Como se fosse previamente ensaiado, dois minutos depois, Rivellino deu números definitivos ao placar; 3 a 3. Zagallo, profundamente irritado, tentou minimizar o sufoco, dizendo que empatara com um combinado sul-americano, pois do outro lado estavam um chileno (Figueroa), um uruguaio (Anchetta) e um argentino (Alfredo Oberti).

 Raras vezes vimos gremistas e colorados torcendo juntos por um mesmo time; para mim, esta foi a mais relevante. O Imortal contribuiu nesse jogo memorável com os seguintes atletas que aparecem na foto acima:Espinosa (1º em pé), Everaldo (3º em pé), Anchetta (8ºem pé), Mazinho, Torino e Oberti, respectivamente, 2º, 3º e 4º agachados.

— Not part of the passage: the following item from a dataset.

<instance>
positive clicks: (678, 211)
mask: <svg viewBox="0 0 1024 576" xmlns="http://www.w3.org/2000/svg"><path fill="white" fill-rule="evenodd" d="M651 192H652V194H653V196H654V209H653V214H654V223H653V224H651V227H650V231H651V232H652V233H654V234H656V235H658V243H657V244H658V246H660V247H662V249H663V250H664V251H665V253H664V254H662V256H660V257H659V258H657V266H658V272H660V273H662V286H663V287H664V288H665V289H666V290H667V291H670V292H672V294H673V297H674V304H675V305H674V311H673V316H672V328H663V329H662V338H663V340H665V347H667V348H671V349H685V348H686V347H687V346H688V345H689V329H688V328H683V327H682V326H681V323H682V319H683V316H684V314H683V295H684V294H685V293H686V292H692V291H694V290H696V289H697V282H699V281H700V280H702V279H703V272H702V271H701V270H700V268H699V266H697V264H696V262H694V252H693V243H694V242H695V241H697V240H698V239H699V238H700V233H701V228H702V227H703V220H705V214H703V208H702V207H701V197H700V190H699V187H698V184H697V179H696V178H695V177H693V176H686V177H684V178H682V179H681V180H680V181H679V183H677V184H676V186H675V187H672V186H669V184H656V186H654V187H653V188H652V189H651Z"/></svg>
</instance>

 Everaldo nunca se recuperou do golpe, da rasteira que recebeu. No mesmo ano, num jogo entre Grêmio e Cruzeiro de Minas, agrediu o árbitro que marcara erradamente um penalti de Beto Bacamarte sobre Palhinha. Deixando-o nocauteado, o craque saiu caminhando de campo, aplaudido pela galera. O tranquilo Everaldo agira como o irascível Heleno de Freitas. 

Tenho comigo que a sua não convocação contribuiu  muito para a sua morte; o acidente de carro foi só o cair do pano.

Todavia, Everaldo já havia virado uma Estrela Imortal na bandeira tricolor e no coração dos torcedores. Junho de 1972, Junho de 2012, 40 anos vivos na memória dos gaúchos.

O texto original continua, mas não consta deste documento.